The MLE “Mexer no Cérebro” (“Tinkering with the Brain”) was cast as an experiment of collision of ideas. On the morning of 12 May, 19 high school students arrived to the Pavilion of Knowledge, in Lisbon, and were divided in two groups. These boys and girls would spend the morning in separate rooms, where two researchers from NERRI partner IBMC prepared them to be “for” or “against” neuro-enhancement. The group was reassembled and reinforced with 11 more students after lunch, for a debate with an agenda: making the opposing views collide to see what new ideas would emerge. And indeed, the clash of ideas translated into a rich discussion about fairness, equity, personal autonomy, human identity and even on the ability of young people to discuss difficult issues.
NE can change society – in good and bad ways
Two major assumptions about NE were clear right from the beginning of the debate.
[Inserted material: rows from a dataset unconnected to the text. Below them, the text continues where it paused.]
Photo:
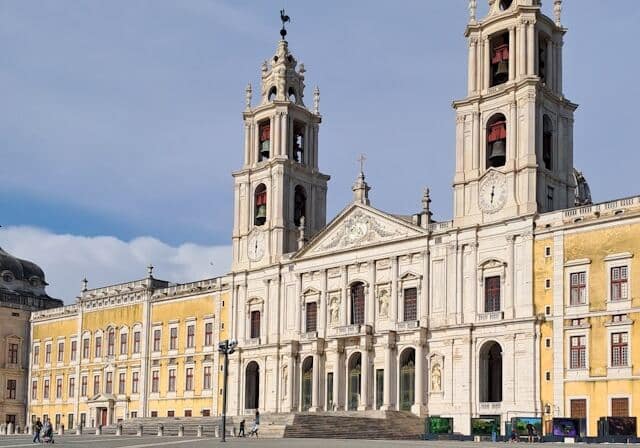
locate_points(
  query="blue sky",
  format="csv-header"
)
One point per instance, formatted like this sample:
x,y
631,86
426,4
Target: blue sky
x,y
123,118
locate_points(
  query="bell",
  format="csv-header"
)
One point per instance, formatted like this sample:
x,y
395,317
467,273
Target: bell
x,y
261,214
502,72
498,153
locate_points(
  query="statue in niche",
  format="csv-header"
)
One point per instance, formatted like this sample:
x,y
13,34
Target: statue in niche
x,y
383,309
285,378
334,310
436,378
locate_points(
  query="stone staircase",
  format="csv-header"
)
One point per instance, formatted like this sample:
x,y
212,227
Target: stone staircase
x,y
391,425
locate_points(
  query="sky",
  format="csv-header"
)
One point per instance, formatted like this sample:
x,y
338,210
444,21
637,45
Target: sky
x,y
120,121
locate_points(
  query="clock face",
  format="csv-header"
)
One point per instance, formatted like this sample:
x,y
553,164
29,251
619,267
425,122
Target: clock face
x,y
493,193
255,246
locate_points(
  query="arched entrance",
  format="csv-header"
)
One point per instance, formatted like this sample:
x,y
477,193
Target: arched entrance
x,y
490,373
307,383
355,369
252,386
407,379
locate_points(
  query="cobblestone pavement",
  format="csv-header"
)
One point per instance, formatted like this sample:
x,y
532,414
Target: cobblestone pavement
x,y
72,441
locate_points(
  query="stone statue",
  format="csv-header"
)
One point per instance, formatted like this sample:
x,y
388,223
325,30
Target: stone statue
x,y
436,378
335,310
383,309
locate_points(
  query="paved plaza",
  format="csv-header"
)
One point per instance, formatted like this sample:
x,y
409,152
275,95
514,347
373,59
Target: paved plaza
x,y
72,441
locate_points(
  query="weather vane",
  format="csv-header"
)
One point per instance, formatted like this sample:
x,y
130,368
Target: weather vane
x,y
285,18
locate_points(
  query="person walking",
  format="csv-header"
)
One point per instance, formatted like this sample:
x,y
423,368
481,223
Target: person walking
x,y
37,427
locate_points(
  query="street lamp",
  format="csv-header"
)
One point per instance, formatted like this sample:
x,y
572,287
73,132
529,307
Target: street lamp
x,y
225,347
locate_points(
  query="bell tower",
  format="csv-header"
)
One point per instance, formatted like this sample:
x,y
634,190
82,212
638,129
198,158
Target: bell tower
x,y
279,192
514,129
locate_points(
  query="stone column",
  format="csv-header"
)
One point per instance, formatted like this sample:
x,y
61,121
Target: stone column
x,y
418,407
512,53
315,394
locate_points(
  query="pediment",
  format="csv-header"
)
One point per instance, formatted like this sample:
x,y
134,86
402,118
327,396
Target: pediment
x,y
359,226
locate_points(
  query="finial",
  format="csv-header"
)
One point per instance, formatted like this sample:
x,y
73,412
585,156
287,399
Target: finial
x,y
248,92
284,18
557,12
473,6
316,101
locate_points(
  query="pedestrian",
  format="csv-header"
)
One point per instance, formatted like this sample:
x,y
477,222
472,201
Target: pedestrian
x,y
241,431
37,427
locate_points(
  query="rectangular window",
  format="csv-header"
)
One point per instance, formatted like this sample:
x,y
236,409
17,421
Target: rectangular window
x,y
578,352
619,285
619,349
492,294
410,304
173,338
98,353
191,336
59,388
85,348
255,324
312,317
134,382
156,340
208,334
136,342
121,383
111,342
578,285
155,381
96,384
620,407
579,408
108,386
172,380
12,387
124,341
13,353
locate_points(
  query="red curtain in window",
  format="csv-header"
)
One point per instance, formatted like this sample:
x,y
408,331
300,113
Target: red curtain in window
x,y
500,53
497,131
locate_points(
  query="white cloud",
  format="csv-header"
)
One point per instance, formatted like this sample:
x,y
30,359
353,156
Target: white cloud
x,y
105,260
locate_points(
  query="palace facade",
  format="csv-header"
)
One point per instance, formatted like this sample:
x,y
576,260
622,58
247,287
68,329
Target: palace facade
x,y
521,305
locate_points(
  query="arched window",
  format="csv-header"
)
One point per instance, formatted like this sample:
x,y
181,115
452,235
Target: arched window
x,y
299,204
490,373
547,143
499,59
264,137
357,303
260,205
496,141
255,324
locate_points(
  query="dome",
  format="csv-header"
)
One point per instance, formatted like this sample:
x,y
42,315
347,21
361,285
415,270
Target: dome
x,y
12,264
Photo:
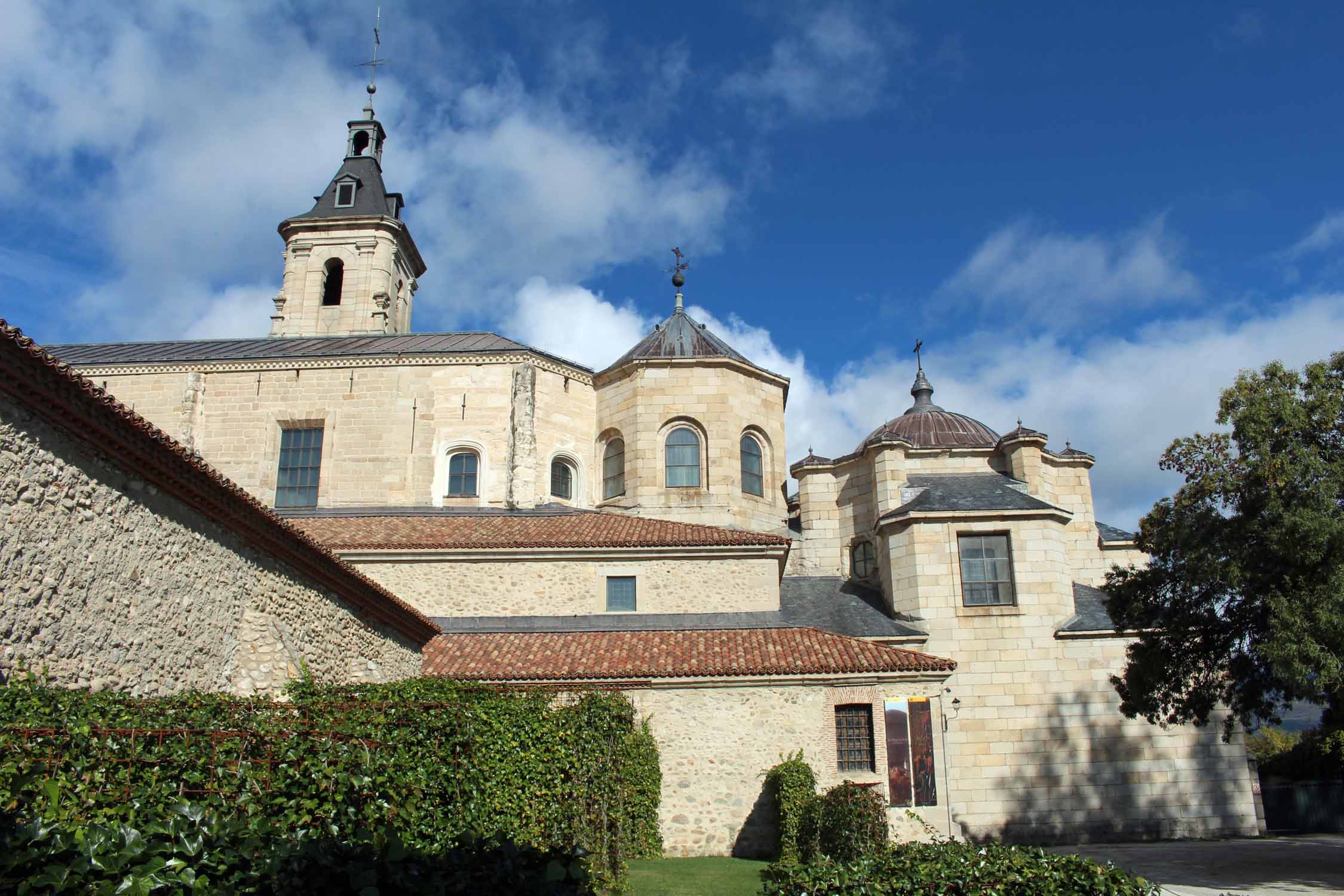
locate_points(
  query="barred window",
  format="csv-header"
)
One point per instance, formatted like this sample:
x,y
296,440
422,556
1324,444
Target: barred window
x,y
562,480
751,478
461,474
300,461
620,594
863,563
854,738
613,469
683,458
986,570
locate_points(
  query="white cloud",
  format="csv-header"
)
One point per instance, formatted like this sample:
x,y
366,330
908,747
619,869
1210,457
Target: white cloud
x,y
168,147
835,63
1327,234
1121,400
574,323
1067,278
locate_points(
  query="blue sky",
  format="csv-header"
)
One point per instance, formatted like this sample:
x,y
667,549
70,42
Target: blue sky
x,y
1093,215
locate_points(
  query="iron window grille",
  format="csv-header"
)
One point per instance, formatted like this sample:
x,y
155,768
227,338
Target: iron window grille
x,y
863,560
986,570
461,474
753,483
613,469
300,462
683,458
620,594
562,480
854,738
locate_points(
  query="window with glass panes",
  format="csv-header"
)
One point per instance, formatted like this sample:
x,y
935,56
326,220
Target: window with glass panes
x,y
863,562
562,480
300,461
854,738
461,474
683,458
751,478
620,594
613,469
986,570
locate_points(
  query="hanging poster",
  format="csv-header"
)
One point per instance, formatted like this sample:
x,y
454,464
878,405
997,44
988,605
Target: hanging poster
x,y
898,753
921,753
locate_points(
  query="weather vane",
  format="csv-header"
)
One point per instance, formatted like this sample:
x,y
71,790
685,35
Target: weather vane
x,y
373,63
680,266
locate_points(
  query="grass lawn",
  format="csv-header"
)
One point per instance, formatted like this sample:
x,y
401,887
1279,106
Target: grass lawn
x,y
707,876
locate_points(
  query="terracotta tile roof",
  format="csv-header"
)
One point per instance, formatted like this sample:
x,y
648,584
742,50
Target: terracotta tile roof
x,y
581,656
63,398
592,530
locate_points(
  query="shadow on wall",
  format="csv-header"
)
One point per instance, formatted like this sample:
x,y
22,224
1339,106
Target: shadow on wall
x,y
760,833
1087,774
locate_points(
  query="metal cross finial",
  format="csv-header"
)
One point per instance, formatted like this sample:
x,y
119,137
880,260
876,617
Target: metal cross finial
x,y
373,63
680,262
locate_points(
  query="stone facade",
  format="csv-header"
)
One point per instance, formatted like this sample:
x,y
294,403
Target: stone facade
x,y
111,582
717,739
721,401
444,585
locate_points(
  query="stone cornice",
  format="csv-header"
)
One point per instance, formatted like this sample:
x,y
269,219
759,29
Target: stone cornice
x,y
937,516
339,362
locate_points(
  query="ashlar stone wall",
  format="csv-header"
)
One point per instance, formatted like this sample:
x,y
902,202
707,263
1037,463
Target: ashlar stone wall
x,y
1038,747
520,586
716,742
721,402
112,584
388,428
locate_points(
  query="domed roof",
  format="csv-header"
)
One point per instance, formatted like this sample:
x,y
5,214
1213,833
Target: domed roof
x,y
926,425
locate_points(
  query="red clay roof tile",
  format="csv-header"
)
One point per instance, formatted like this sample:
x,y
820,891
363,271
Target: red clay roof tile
x,y
581,656
594,530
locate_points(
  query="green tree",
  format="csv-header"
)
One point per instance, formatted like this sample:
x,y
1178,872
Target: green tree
x,y
1244,600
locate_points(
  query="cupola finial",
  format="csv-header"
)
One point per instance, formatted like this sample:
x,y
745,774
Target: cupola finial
x,y
373,67
678,280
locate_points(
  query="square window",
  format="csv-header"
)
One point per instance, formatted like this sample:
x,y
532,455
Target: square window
x,y
854,738
300,461
986,570
620,594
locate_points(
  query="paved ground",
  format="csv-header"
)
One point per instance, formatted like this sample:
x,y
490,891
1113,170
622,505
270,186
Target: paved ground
x,y
1266,867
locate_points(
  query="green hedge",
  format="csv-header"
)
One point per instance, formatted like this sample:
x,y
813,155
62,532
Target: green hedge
x,y
432,762
955,870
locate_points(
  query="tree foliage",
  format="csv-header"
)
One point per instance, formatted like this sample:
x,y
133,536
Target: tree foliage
x,y
1244,600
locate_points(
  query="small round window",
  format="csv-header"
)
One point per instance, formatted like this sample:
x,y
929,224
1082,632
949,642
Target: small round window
x,y
863,563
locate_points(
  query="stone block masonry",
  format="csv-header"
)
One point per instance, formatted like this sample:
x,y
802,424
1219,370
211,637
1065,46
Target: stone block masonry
x,y
113,581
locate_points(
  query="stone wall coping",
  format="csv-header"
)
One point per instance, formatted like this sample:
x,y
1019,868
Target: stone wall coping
x,y
56,392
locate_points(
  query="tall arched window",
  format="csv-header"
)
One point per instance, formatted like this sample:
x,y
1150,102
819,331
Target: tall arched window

First, therapy. or restoring normality, should be distinguished from the improvement of human capacities; therapeutic uses of NE technologies are non-problematic, while NE clearly demands wide discussion. Second, NE should be discussed as a thoroughly social matter.
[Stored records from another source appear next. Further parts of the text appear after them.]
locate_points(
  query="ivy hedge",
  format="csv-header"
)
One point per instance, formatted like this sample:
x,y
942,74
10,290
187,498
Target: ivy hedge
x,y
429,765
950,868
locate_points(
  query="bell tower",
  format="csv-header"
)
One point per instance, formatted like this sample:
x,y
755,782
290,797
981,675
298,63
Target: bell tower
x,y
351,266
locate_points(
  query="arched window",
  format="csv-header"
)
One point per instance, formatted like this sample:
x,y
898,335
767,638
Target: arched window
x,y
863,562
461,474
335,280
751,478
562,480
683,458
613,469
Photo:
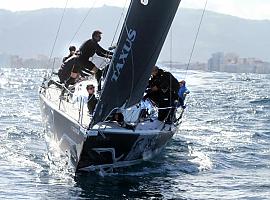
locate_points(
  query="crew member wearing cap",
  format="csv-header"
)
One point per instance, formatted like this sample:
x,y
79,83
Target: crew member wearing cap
x,y
182,93
162,89
87,50
72,50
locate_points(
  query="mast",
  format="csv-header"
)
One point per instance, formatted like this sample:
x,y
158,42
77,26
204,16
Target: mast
x,y
142,36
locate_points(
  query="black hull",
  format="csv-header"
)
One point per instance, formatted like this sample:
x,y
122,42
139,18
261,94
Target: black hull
x,y
100,148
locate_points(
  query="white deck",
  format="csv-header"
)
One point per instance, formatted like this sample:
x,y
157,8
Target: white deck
x,y
75,107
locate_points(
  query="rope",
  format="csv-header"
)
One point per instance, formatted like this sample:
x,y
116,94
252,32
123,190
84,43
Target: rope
x,y
118,24
194,43
79,27
56,37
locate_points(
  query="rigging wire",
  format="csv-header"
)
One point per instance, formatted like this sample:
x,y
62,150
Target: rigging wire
x,y
57,33
120,18
80,25
196,37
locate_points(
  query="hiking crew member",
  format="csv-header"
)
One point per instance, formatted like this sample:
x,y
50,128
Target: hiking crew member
x,y
163,90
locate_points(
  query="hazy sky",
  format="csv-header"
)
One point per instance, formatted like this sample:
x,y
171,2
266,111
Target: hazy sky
x,y
251,9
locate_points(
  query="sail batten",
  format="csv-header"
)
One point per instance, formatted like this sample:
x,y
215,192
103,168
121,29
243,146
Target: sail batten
x,y
143,34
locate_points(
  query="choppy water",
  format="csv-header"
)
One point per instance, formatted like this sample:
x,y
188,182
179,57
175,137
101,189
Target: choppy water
x,y
221,151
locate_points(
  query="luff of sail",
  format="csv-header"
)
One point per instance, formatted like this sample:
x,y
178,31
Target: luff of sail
x,y
142,36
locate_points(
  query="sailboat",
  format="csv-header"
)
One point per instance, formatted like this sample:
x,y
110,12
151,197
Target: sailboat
x,y
96,142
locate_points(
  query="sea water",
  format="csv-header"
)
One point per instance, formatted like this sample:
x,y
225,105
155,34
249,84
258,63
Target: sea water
x,y
220,151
“Either NE is forbidden [for students] or it has to be freely distributed door to door”, claimed a student who positioned himself “against” the use of NE. Assuming that NE is not prohibited, the fair thing to do is to guarantee universal access to these technologies, otherwise the gap between haves and have nots will only widen. Others elaborated: equity is a myth; society has many ways of creating inequality in education, for instance, putting kids in private schools with fewer students per teacher and better facilities. And even if NE is allowed and universally distributed, there will always be those with access to better NE. NE, then, is related to social inequality and competitiveness, even if as most participants agreed it doesn’t so much create these mechanisms as it reproduces and reinforces them.
Many students granted that improving individual cognition means improving the capacity of society to face humanity problems. NE can help individuals creating new ideas, and thus lead to more technical innovations that ultimately will be beneficial for all. Still others stated that innovation is not necessarily good for society and the work of really smart and good people, like Einstein, can produce terrible things even against their will: “Technology can be used for evil things! Look at nuclear energy and the atomic bomb!” Society cannot count on the good intentions of cognitively enhanced innovators, because technological advancements have a life of their own.
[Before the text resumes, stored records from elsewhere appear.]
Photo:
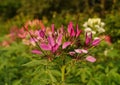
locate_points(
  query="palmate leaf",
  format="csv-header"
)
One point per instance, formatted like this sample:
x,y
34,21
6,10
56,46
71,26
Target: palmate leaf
x,y
35,63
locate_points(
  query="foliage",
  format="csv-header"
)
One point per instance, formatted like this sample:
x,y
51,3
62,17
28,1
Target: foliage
x,y
18,66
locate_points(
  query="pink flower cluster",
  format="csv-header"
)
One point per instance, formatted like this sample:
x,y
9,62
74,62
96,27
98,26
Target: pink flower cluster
x,y
54,42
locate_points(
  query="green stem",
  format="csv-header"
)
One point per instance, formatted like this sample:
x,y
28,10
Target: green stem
x,y
63,74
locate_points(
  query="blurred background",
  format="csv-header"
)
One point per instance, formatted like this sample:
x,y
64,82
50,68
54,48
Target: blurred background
x,y
15,13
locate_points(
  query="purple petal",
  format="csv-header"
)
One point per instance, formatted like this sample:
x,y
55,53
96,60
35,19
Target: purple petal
x,y
53,27
72,33
84,51
41,33
96,42
88,39
90,59
45,47
78,31
59,39
55,48
78,50
36,52
51,40
65,44
71,29
81,51
72,53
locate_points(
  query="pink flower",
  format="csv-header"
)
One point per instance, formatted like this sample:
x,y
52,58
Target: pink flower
x,y
96,41
91,59
45,46
78,31
59,39
42,33
71,29
81,51
53,44
72,53
65,44
88,38
36,52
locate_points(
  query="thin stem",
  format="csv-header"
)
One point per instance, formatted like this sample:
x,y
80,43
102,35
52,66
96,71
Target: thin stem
x,y
63,74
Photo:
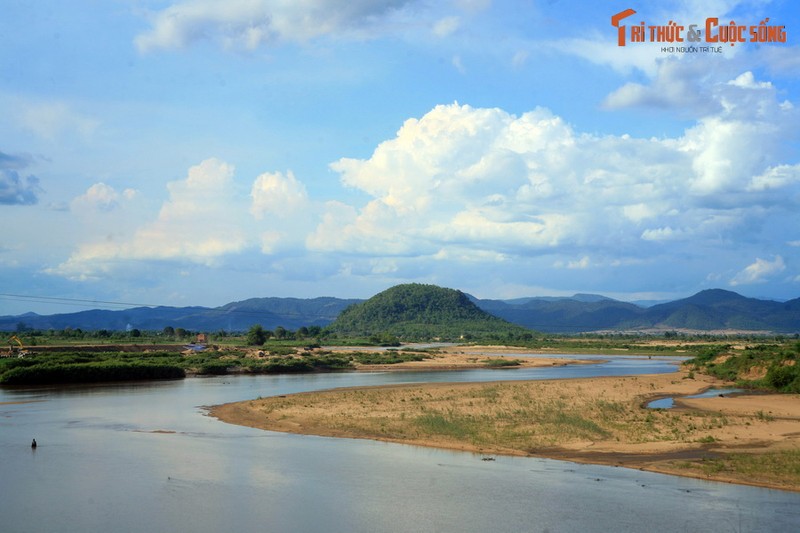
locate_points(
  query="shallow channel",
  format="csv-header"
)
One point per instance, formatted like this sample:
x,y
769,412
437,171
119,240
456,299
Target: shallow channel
x,y
145,457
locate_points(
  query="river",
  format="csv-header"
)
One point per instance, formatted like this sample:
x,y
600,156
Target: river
x,y
145,457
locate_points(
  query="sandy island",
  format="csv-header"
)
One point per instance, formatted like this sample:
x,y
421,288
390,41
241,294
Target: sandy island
x,y
748,439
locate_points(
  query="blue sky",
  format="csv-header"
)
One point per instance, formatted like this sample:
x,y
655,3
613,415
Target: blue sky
x,y
197,152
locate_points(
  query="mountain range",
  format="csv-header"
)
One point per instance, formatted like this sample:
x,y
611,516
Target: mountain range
x,y
709,310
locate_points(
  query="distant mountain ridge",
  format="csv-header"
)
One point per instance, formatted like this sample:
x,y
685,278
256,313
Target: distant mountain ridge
x,y
708,310
415,311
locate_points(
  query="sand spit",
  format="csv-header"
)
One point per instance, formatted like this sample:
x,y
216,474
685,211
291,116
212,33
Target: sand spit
x,y
749,439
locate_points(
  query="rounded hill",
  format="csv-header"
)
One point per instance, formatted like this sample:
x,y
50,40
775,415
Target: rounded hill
x,y
416,311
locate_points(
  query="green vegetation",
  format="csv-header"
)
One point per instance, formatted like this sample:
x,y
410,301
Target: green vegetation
x,y
414,312
83,365
771,366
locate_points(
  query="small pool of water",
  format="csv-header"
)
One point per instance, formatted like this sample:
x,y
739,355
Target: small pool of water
x,y
669,403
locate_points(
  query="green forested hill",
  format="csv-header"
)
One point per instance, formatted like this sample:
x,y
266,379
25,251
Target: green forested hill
x,y
416,311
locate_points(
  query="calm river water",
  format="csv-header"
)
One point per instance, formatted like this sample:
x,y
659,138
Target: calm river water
x,y
145,457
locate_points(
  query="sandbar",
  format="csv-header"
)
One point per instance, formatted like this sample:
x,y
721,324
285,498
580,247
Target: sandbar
x,y
748,438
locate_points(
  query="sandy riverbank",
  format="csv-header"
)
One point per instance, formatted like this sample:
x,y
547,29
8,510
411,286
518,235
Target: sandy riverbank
x,y
745,439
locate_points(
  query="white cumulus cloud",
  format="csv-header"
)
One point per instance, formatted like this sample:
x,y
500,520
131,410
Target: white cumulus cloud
x,y
199,222
760,271
101,197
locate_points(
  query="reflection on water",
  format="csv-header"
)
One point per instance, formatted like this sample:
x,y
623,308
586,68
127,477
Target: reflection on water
x,y
144,457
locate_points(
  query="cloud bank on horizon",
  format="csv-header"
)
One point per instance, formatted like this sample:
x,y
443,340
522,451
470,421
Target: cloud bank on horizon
x,y
255,148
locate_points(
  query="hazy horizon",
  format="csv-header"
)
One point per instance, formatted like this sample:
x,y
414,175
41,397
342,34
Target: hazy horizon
x,y
191,152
NE also changes what it means to be a person. The same student who worried about the distribution of NE: “I’m clearly against the use of neuro-enhancers, because I do value people who work hard, who work on their own, who work all alone without artificial ingredients, and these will be in disadvantage [against users of NE]”. But aren’t humans always “artificial”, others asked? For instance, is artificial intelligence bad, or can it be a way to develop our own natural faculties? There are lots of “artificialities” created by medicine already that develop natural faculties; but these are all changes of the body. The difference with NE is that not just the body but the mind is being changed, “and this is where we can a draw a line separating danger from what can be safely done...”
Assuming that NE means tinkering with the mind – with who we are –, then, raises the question of who can or should be responsible for the use of NE, especially in case of minors. In this matter, the answer was consensual: NE should be forbidden for small children regardless of their parents will. There are risks of parents forcing the improvement of their kids in accordance to their expectations and ambitions as parents. Use of NE by teenagers must depend on parents’ authorization but also on medical advice and be prescription only. Most participants agreed that for teenagers it should also depend on some sort of consent by the subjects being enhanced.
Finally, students reported their difficulty to have their voice heard and to be taken seriously. What exercises like these show is that near specific contexts of use and application of NE, young students are able to make use of incomplete and ambivalent information to produce articulate discussions based on their values. Young citizens must have a voice when dealing with controversial issues.